Por Orlando V. Pérez

                   En el corazón tenía
                   la espina de una pasión,
                   logré arrancármela un día:
                  ya no siento el corazón.

                  La tarde más se oscurece
                 y el camino que serpea
                 y débilmente blanquea,
                se enturbia y desaparece.

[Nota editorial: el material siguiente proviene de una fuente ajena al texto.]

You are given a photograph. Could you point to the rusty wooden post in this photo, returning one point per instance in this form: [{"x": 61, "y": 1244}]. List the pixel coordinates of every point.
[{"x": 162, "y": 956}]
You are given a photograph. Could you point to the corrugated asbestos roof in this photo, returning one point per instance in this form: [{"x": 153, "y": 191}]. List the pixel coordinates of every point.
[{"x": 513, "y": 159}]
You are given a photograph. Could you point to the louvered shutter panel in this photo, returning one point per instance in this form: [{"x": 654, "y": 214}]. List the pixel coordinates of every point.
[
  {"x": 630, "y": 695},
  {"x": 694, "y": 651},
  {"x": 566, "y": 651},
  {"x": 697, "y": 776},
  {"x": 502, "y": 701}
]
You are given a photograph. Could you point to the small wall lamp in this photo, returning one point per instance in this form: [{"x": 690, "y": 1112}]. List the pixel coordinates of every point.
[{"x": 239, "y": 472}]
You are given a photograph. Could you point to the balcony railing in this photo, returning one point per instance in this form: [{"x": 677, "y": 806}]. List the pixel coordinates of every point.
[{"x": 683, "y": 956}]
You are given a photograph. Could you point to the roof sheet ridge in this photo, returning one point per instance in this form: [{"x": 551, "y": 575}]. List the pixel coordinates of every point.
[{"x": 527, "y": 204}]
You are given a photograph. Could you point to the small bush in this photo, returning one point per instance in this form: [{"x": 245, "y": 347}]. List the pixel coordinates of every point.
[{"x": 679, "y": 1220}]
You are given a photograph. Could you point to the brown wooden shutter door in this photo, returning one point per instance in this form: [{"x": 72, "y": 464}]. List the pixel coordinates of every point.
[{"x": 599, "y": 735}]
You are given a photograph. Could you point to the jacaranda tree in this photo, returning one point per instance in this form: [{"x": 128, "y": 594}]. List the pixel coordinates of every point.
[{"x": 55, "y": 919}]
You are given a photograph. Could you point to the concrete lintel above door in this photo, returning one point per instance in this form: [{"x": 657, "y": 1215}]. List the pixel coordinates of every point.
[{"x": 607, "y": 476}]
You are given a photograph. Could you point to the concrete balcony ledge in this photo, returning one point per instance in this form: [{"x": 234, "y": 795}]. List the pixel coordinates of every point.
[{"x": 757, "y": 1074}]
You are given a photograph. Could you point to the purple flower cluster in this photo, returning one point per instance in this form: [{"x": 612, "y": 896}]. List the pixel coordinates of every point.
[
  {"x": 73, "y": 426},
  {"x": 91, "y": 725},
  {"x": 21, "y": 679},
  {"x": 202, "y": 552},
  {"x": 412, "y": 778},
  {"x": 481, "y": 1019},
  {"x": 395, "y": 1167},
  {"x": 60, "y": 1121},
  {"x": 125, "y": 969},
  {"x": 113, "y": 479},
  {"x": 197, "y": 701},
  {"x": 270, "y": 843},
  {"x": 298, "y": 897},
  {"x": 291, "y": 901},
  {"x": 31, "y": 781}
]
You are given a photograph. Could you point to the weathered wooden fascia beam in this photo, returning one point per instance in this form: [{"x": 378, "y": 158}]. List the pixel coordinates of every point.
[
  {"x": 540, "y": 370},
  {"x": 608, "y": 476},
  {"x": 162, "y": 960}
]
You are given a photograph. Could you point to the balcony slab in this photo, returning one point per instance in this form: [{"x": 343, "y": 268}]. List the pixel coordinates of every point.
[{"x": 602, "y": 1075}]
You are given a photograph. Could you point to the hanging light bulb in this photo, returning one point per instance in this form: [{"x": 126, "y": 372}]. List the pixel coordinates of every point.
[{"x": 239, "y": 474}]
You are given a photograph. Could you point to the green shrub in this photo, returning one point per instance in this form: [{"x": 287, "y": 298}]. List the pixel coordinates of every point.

                Mi cantar vuelve a plañir:
                “Aguda espina dorada,
                quién te pudiera sentir
               en el corazón clavada”.

                       Antonio Machado

En el corazón tenía
albo empeño: una esperanza,
y la tinta no me alcanza
para memorar el día.
Un torbellino en porfía
–chorros de sangre– atropella
con su látigo-centella.
En el misterio del monte
se calcina el horizonte
y deja turbia mi estrella.  

¿Cómo podré dominar
la espina de una pasión?
Si el viento atiza el carbón,
la llama puede quemar
tierra y cielo. Si la mar
en la orilla se hace arena,
¿cómo hacer de luna llena
en la parda soledad?
¿Cómo atar la vastedad
con las cuerdas de esta pena?

El pecho al oscurecer
rasgó una espina bravía:
logré arrancármela un día,
terca ausencia, sin saber
cuán honda estaba. El ayer
socavan los turbios ríos.
Entre pálidos estíos
se desbocó tu patraña.
Reloj de podrida entraña,
estos delirios son míos.

Pena de amargo turbión,
turbión que va indiferente;
pena del amor ausente,
ya no siento el corazón.
De la casa, la armazón
reina en el suelo. Sombrilla
reverso de la costilla:
viento amargo, pedregal,
gaviota en líquida sal
como grumos en la arcilla.

Donde las nubes acechan
la palidez de una vela,
un ave errante se cuela
mientras las horas cosechan
pasadizos que se estrechan.
La tarde más se oscurece
y el ave negra estremece
cada cuerda de violín:
remontada hacia el confín
la ventisca reaparece.

Ebrio fulgor parpadea
de Minerva en la escultura:
el cuervo, sobre la altura
de su testa, se recrea:
y el camino que serpea
para llegar a la esencia
va horadando la conciencia.
“Nunca más”, responde el ave,
y la paz, pálida y grave,
se estremece en su demencia.

En el paisaje interior,
acuarela en difumino,
se va borrando un camino.
Por él, transita el amor
hacia la nada. Temblor
que de pronto parpadea
y débilmente blanquea
entre arbustos: la esperanza,
una anciana que se cansa,
no puede entre la marea

con que la tunde el olvido
en los parajes arcanos:
en el adiós, en las manos
hay un viejo olor a nido
reticente. ¿A dónde ha ido
el verso azul galopante?
La lluvia, cual falso amante,
se enturbia y desaparece:
allí un fantasma se mece
sobre el réquiem del instante.

Estas calles son rastrojos
de los peregrinos sueños
donde cenizan los leños
que se empolvan en los ojos,
como sutiles despojos
en la carne obnubilada.
En la noche macerada
prefiero no maldecir.
Mi cantar vuelve a plañir:
aguda espina dorada,

vuelve a ocupar esta herida,
arrasa con esta paz
que respiro contumaz
donde la vida no es vida
sino barco en despedida,
filo de batiente espada.
Aguda espina dorada,
cuánto me haces repetir:
“Quién te pudiera sentir
en el corazón clavada.”

Con este conjunto de espinelas el autor obtuvo el 1er. Premio Nacional Ala Décima, 2022. (N. del E.).